Die Akten werden dem Rekursgericht übermittelt.

Text

Begründung:

Die Antragstellerinnen begehrten in ihren getrennt bei der Schlichtungsstelle eingebrachten und dann an das Gericht abgezogenen Anträgen die Feststellung, ob und in welchem Ausmaß von ihnen konkret bezeichnete, in der Betriebskostenabrechnung 2015 verrechnete Ausgaben auf sie überwälzbare Betriebskostenpositionen seien, die Feststellung der Überschreitung des gesetzlichen Zinsausmaßes im Umfang der Verrechnung unzulässiger Beträge sowie die Rückzahlung der sich ergebenden Guthaben gemäß § 37 Abs 1 Z 12 MRG.

Das Erstgericht, das die beiden Verfahren zur gemeinsamen Verhandlung und Entscheidung verbunden hatte, gab den Anträgen hinsichtlich näher bezeichneter Positionen für Rauchfangkehrer, Strom bzw Gas, HB-Arbeiten und Firmenbetreuung, Haus- und Gartenbetreuung statt und wies sie im Übrigen ab.

Das Rekursgericht gab dem gegen den abweisenden Teil erhobenen Rekurs der Antragstellerinnen nicht Folge, wohl aber demjenigen der Antragsgegnerin und wies beide Anträge zur Gänze ab. Es sprach aus, der Wert des Entscheidungsgegenstands übersteige „insgesamt 10.000 EUR“ und ließ den ordentlichen Revisionsrekurs mit der Begründung nicht zu, es sei Frage des Einzelfalls, ob eine in einem konkreten Fall gelegte Abrechnung den Anforderungen des § 21 MRG entspreche.

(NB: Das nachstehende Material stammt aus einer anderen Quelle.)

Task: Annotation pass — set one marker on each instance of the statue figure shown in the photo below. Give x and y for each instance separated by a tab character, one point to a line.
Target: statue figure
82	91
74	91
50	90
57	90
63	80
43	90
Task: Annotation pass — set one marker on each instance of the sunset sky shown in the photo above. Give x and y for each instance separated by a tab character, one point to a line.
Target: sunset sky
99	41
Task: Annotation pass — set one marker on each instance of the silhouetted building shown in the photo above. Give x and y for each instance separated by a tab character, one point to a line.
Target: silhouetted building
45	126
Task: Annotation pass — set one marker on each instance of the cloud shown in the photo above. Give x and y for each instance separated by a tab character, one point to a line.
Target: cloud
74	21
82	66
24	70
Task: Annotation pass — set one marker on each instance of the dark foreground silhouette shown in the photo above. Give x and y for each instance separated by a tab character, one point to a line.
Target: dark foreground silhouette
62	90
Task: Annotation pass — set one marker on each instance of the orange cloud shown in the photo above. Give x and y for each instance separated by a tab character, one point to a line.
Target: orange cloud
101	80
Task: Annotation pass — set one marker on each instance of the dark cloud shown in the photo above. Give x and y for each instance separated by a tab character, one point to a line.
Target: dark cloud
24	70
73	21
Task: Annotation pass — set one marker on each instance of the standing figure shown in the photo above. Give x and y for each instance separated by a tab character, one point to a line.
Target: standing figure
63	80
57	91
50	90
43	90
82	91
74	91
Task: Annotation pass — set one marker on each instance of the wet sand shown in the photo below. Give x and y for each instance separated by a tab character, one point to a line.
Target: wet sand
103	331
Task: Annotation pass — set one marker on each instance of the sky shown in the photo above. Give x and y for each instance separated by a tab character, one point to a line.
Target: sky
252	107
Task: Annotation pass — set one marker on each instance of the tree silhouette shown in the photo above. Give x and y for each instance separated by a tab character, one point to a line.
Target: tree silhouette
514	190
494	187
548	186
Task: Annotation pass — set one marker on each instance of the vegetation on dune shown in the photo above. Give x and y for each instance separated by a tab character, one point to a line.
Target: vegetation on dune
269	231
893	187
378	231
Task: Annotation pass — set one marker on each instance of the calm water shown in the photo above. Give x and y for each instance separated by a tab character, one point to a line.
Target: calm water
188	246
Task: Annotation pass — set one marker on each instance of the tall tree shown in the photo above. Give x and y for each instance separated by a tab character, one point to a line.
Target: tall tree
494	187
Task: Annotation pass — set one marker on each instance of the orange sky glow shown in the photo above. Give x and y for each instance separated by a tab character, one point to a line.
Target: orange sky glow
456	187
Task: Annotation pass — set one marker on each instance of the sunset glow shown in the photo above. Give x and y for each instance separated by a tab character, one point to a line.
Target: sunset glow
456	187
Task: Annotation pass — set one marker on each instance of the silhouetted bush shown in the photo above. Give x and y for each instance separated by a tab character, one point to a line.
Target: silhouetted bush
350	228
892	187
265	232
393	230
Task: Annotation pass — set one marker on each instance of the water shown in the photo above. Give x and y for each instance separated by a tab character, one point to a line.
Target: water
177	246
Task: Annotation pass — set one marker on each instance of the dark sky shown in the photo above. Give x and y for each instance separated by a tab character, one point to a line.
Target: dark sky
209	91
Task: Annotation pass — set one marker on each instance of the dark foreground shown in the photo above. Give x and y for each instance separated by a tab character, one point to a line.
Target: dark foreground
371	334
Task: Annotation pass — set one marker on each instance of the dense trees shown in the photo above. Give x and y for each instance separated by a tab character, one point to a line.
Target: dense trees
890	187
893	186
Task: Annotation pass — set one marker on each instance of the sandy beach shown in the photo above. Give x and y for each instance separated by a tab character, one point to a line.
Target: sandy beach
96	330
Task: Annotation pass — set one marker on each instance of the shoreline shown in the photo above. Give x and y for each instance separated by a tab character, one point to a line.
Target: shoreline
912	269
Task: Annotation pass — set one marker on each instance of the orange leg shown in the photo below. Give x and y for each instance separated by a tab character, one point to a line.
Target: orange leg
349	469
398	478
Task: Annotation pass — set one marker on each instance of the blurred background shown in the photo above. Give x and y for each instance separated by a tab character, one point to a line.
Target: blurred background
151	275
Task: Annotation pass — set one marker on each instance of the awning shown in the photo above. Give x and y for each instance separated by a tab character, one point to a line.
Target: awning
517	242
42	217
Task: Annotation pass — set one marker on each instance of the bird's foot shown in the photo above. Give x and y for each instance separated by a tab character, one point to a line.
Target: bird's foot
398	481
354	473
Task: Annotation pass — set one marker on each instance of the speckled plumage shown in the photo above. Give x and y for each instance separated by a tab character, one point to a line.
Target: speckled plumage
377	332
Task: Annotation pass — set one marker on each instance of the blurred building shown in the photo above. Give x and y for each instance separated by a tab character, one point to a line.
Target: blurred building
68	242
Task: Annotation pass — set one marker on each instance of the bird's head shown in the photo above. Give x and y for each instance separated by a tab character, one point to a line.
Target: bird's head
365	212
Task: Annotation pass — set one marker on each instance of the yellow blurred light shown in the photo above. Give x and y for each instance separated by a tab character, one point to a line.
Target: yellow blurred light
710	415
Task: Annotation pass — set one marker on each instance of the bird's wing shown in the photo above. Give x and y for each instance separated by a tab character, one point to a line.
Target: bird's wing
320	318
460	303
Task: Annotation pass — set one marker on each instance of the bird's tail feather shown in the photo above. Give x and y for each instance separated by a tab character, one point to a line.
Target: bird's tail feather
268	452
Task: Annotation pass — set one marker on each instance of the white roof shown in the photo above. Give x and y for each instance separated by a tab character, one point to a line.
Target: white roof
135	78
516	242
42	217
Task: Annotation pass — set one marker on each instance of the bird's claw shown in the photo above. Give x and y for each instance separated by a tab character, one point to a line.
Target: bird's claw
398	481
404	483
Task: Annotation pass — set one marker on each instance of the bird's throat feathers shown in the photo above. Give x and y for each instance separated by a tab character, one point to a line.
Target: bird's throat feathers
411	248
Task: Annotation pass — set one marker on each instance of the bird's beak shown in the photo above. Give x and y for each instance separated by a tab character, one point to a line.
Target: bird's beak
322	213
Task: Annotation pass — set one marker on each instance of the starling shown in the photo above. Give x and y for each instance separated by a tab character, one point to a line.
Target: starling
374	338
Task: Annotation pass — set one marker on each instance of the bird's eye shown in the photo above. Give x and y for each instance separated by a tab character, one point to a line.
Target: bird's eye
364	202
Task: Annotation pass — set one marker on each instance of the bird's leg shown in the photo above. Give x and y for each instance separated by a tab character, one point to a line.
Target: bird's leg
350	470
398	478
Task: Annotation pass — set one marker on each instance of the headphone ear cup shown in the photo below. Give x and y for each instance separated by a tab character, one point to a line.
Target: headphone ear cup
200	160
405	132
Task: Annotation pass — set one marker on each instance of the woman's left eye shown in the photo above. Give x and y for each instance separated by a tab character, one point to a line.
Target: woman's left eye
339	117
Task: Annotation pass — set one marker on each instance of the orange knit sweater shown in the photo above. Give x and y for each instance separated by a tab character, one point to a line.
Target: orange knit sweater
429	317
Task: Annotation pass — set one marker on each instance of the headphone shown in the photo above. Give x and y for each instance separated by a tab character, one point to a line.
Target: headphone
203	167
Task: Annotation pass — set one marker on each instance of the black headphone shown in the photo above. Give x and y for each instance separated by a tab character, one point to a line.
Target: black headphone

Dagegen richtet sich das als „außerordentlicher Revisionsrekurs“ bezeichnete Rechtsmittel beider Antragstellerinnen.

Rechtliche Beurteilung

Der Oberste Gerichtshof, dem die Akten unmittelbar vorgelegt wurden, ist (derzeit) zur Entscheidung über das Rechtsmittel noch nicht berufen:

1. Im allgemeinen Außerstreitverfahren ist der Revisionsrekurs – außer im Fall der Abänderung des Zulässigkeitsausspruchs nach § 63 Abs 3 AußStrG – jedenfalls unzulässig, wenn der Entscheidungsgegenstand an Geld oder Geldeswert insgesamt 30.000 EUR nicht übersteigt und das Rekursgericht nach § 59 Abs 1 Z 2 AußStrG den ordentlichen Revisionsrekurs für nicht zulässig erklärt hat (§ 62 Abs 3 AußStrG). Das gilt gemäß § 62 Abs 4 AußStrG nicht, soweit der Entscheidungsgegenstand nicht rein vermögensrechtlicher Natur ist.

2. In diesem wohnrechtlichen Außerstreitverfahren gelten für die Zulässigkeit des Revisionsrekurses nach § 37 Abs 3 Z 16 MRG die §§ 62 bis 64 AußStrG mit der Maßgabe, dass die Entscheidungsgegenstände rein vermögensrechtlicher Natur sind und die maßgebliche Wertgrenze 10.000 EUR beträgt.

3. Bei der Bewertung hat das Rekursgericht gemäß § 59 Abs 3 AußStrG die gesetzlichen Bewertungsregeln der §§ 54 Abs 2, 55 Abs 1 bis 3, 56 Abs 3, 57, 58 und 60 JN sinngemäß anzuwenden (5 Ob 13/17y; Kodek in Gitschthaler/Höllwerth, AußStrG I² § 59 Rz 34). Eine Zusammenrechnung mehrerer geltend gemachter Ansprüche kommt nach § 55 Abs 1 JN daher nur dann in Betracht, wenn sie entweder von einer einzelnen Partei gegen eine einzelne Partei erhoben werden und in einem tatsächlichen oder rechtlichen Zusammenhang stehen oder sie von mehreren Parteien oder gegen mehrere Parteien erhoben werden, die Streitgenossen nach § 11 Z 1 ZPO sind.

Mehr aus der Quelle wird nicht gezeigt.